Housing is a very interest-sensitive area of the U.S. economy. Lower home mortgage rates tend to make housing more affordable as lower debt service costs broaden the pool of potential home buyers. In reverse, higher interest rates increase debt costs and lessen the pool of potential home buyers.
As a result, it is not surprising to see various measures of the housing market show declines as the Federal Reserve continues raising interest rates to slow inflation. This week’s chart is from the National Association of Home Builders and Wells Fargo, where home builders rate market conditions for new home buyers today and in six months, as well as rating the amount of prospective buyer foot traffic.

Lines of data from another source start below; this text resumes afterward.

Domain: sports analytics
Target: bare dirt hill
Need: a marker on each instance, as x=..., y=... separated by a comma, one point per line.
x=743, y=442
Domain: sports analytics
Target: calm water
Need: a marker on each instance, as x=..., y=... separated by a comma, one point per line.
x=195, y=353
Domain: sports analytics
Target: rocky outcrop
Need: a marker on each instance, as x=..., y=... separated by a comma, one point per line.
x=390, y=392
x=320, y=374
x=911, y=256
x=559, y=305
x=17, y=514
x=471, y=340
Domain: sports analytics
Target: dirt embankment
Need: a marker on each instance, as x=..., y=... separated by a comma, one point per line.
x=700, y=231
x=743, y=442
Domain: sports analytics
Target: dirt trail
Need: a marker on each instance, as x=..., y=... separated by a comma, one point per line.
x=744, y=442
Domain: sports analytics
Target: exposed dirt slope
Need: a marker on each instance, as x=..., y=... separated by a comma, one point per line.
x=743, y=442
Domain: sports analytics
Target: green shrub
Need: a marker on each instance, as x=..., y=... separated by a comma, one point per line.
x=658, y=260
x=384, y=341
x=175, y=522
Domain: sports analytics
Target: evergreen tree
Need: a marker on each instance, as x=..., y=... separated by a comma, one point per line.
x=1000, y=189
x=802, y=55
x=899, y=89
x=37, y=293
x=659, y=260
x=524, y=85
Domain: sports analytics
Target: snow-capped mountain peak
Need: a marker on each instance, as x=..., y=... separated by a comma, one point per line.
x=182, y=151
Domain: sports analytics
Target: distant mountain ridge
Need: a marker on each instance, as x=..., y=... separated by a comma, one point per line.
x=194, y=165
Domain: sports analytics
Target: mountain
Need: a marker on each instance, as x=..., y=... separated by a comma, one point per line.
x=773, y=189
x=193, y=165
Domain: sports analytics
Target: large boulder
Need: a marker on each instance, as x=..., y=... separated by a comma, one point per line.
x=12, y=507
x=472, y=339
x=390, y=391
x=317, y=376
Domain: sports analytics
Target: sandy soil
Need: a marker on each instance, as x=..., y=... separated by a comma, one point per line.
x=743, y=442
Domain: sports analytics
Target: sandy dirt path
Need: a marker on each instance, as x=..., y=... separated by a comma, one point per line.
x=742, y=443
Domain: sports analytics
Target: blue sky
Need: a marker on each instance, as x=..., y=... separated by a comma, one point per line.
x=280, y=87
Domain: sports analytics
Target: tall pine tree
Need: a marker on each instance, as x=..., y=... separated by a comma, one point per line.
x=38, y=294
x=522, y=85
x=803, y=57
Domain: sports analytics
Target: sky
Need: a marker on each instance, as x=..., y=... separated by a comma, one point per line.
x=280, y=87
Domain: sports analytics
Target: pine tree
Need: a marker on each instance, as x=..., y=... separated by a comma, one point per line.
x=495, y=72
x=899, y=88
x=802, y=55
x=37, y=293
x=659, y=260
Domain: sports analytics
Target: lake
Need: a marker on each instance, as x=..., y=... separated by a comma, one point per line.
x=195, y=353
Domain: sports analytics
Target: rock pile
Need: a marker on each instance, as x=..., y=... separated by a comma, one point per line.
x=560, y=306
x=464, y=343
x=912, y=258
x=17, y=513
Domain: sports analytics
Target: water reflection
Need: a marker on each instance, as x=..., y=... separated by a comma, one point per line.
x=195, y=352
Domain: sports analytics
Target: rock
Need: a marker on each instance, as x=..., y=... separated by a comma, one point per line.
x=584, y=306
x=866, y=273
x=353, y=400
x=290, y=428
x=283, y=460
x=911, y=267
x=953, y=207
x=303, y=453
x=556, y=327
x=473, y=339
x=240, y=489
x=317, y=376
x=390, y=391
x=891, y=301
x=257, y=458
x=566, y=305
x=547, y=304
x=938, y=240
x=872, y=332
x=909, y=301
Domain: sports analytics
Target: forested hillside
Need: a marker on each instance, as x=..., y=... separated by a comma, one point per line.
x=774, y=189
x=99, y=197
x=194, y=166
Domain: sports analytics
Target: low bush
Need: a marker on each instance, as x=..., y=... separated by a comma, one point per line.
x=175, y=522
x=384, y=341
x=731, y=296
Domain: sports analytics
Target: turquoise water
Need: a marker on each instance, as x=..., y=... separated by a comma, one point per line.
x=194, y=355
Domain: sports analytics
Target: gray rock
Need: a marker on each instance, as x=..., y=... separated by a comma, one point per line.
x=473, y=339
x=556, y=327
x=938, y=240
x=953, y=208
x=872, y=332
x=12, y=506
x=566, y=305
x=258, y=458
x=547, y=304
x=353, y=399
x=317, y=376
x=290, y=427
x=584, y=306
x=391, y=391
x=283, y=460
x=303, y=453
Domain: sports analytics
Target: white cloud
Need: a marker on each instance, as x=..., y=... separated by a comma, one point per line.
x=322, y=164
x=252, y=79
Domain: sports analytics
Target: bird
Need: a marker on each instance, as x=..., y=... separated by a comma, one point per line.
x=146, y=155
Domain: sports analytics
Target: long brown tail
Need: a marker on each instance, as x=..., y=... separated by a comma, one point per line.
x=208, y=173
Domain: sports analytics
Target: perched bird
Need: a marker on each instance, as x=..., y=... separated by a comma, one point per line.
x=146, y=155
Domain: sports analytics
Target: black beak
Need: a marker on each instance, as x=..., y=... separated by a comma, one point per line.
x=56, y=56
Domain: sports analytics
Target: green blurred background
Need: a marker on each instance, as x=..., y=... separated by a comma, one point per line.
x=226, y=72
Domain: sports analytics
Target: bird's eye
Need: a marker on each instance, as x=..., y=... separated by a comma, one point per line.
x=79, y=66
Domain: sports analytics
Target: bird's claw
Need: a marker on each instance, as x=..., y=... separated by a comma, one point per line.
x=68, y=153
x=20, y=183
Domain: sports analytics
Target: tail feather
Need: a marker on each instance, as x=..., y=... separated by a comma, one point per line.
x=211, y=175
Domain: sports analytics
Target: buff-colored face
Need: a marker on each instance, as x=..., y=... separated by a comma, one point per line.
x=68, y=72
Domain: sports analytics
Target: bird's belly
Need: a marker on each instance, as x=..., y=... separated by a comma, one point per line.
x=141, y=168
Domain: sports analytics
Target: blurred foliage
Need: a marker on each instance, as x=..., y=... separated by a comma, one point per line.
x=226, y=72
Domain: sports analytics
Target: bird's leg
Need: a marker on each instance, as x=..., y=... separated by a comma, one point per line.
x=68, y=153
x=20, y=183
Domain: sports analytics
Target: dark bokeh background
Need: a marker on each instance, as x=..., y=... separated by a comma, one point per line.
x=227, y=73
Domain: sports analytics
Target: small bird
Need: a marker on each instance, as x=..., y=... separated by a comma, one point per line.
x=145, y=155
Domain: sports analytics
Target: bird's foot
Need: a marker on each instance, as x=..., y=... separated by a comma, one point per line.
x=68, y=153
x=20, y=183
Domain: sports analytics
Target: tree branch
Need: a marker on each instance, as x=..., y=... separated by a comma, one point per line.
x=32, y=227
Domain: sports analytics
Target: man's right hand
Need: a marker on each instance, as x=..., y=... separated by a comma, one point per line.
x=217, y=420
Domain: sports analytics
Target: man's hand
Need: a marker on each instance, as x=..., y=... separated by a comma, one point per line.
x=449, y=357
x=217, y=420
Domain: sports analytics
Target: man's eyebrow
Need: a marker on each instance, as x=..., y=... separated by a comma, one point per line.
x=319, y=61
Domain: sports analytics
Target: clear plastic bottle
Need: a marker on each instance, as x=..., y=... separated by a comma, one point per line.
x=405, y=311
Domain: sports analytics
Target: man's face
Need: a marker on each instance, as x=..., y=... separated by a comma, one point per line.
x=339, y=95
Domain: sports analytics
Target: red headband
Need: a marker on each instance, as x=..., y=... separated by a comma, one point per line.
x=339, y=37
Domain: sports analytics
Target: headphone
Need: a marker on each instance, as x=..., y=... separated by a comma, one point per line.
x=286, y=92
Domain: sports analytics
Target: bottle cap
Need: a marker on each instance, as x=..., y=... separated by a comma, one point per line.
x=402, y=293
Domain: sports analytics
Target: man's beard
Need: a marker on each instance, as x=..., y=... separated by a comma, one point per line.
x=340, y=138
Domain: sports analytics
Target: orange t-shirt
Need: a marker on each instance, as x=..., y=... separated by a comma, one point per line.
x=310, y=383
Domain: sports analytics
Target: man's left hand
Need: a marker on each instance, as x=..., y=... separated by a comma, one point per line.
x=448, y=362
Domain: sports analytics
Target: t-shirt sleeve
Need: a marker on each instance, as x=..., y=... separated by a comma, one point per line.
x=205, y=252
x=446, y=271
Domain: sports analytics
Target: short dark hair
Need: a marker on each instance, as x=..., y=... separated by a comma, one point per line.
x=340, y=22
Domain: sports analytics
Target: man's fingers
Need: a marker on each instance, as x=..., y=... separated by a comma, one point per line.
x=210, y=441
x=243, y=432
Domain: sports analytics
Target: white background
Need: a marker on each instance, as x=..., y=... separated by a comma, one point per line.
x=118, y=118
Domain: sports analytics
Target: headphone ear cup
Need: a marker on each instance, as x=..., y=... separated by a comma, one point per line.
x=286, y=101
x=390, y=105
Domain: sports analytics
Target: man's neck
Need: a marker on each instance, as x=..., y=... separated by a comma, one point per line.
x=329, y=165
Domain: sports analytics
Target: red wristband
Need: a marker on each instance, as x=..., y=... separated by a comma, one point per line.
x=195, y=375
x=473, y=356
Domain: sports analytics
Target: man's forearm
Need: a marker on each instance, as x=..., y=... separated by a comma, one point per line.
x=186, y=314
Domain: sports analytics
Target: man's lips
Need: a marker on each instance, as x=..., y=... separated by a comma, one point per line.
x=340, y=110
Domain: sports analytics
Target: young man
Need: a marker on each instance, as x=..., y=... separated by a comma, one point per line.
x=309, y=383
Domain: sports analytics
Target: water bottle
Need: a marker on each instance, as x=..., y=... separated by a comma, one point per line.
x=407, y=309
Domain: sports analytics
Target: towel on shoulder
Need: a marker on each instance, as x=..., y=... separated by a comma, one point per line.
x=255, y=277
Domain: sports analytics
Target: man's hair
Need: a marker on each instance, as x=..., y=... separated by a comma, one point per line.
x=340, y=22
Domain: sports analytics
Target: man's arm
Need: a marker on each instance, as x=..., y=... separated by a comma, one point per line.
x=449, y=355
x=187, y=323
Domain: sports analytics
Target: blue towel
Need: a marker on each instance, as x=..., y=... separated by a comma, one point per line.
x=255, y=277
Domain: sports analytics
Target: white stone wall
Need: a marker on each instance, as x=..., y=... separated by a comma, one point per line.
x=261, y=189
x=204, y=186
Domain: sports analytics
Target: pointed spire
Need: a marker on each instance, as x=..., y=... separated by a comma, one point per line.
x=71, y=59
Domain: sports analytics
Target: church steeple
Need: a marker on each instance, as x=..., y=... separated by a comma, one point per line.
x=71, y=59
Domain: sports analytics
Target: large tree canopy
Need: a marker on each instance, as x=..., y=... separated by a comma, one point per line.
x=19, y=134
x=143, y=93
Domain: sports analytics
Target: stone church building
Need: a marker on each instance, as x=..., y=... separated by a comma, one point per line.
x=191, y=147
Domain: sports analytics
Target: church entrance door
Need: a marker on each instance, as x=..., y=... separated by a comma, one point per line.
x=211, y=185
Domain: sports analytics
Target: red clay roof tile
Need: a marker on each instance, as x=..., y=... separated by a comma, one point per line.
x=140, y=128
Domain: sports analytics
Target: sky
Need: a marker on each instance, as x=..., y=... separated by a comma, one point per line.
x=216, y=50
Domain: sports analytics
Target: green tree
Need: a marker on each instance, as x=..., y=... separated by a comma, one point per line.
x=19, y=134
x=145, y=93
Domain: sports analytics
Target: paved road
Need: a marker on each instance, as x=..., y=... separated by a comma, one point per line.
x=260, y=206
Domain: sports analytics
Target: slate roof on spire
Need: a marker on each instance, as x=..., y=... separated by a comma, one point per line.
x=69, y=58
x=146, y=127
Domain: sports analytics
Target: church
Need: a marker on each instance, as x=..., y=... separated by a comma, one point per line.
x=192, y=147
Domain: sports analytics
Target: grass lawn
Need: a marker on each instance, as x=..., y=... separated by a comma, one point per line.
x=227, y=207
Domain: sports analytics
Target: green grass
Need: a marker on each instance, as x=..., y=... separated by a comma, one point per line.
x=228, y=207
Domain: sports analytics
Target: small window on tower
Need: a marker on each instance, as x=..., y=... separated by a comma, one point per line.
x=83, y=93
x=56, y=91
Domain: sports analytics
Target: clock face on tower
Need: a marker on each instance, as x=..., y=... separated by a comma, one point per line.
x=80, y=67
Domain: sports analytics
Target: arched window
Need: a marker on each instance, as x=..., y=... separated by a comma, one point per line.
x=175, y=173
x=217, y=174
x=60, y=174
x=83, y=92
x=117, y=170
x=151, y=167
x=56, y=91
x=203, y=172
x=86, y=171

The combination of higher interest rates and home prices that increased dramatically after the onset of the pandemic has materially increased the mortgage payment for the average-priced house in the U.S. Since most buyers purchase homes based on the size of the mortgage payment their income can service, higher rates have the impact of lowering the price of a house the buyer can afford. The result is a dour mood amongst new home builders as construction costs have not come down as much as interest rates have risen. Existing homes are seeing a similar impact reflected in overall reduced affordability measures. One could expect some price declines, with some markets more at risk than others, but the overall supply of homes is limited, which could limit the amount of downside to housing prices nationwide.
Housing is not the largest sector of our economy, but it is an important leading indicator of economic direction. Recently, longer-term rates have declined from recent highs, which could help the housing market in the short run and explain the slight rating rebound shown in the chart. However, home mortgage rates remain far above levels of only a year ago.